Finally, Protesilaus had enough of this pusillanimous behavior and he leaped to shore (even though he was newly married and had much to live for).  Sure enough, in accordance with binding laws of war narrative, he was killed by the Trojan hero Hector during the first foray of the war—and the prophecy was thus fulfilled (although it should be noted that Protesilaus killed four men before dying at the hands of the greatest Trojan hero—so he went down as a fighter).

Laodamia voor het schilderij van Protesilaus (Pieter Serwouters naar David Vinckboons,1626, engraving)

Laodamia voor het schilderij van Protesilaus (Pieter Serwouters naar David Vinckboons,1626, engraving)

When his widow Laodamia heard about this, she went mad with grief.  Since the two were newlyweds when the war broke out, their love was in its first flower and burned hot and wild. The Gods admired the bravery of Protesilaus and they took pity on his distraught widow.  For half an hour, the hero was allowed to return from the underworld to the mortal world to give a more thorough farewell to his wife. Unfortunately (but perhaps not surprisingly) Protesilaus’ brief return from death—followed by a permanent return to the land of the dead–unhinged Laodamia completely.  She commissioned a beautiful lifelike sculpture of her dead husband and proceeded to treat it as though it were him.
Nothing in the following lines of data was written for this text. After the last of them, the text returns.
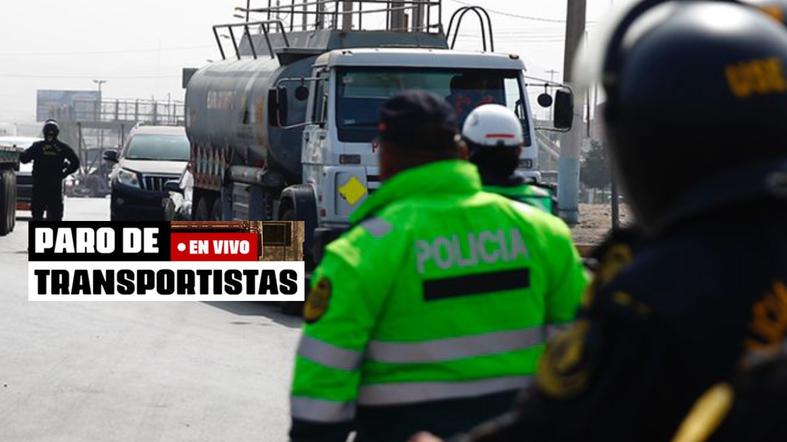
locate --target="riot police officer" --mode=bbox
[290,92,586,442]
[415,1,787,442]
[19,120,79,221]
[462,104,557,215]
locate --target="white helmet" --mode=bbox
[462,104,525,147]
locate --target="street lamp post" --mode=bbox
[95,80,107,153]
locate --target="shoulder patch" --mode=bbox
[537,321,594,399]
[303,277,332,324]
[361,218,393,238]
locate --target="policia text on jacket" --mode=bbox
[28,223,305,301]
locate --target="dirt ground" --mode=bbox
[571,204,631,245]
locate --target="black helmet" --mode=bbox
[577,0,787,230]
[43,120,60,138]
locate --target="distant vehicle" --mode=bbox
[104,126,191,221]
[0,137,42,210]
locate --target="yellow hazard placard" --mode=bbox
[339,177,369,206]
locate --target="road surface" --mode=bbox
[0,199,300,442]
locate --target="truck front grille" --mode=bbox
[142,175,180,192]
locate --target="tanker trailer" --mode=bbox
[184,0,573,269]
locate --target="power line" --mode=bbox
[0,45,213,57]
[451,0,566,23]
[0,72,181,80]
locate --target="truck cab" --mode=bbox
[294,49,540,238]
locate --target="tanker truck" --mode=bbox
[188,0,573,267]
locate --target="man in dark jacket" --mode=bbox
[414,1,787,442]
[19,120,79,221]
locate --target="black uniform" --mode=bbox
[456,159,787,442]
[444,0,787,442]
[20,139,79,221]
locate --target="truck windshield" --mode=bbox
[125,134,191,161]
[336,68,530,146]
Her father, baffled as to how to proceed in the face of these terrible happenings, decided to destroy the statue by casting it into a raging fire, but Laodamia could not be parted from her husband a third time and she leapt into the blaze and was burned away.  His traumatized subjects built a lavish tomb for him and nymphs planted elms upon it.  According to the poetry of antiquity, these trees grew to be the tallest in the world, yet when their tops were high enough to come into eyesight of Troy, the leaves died back and withered away (for the bitterness and sorrow of the dead hero remained even when he and his wife were gone).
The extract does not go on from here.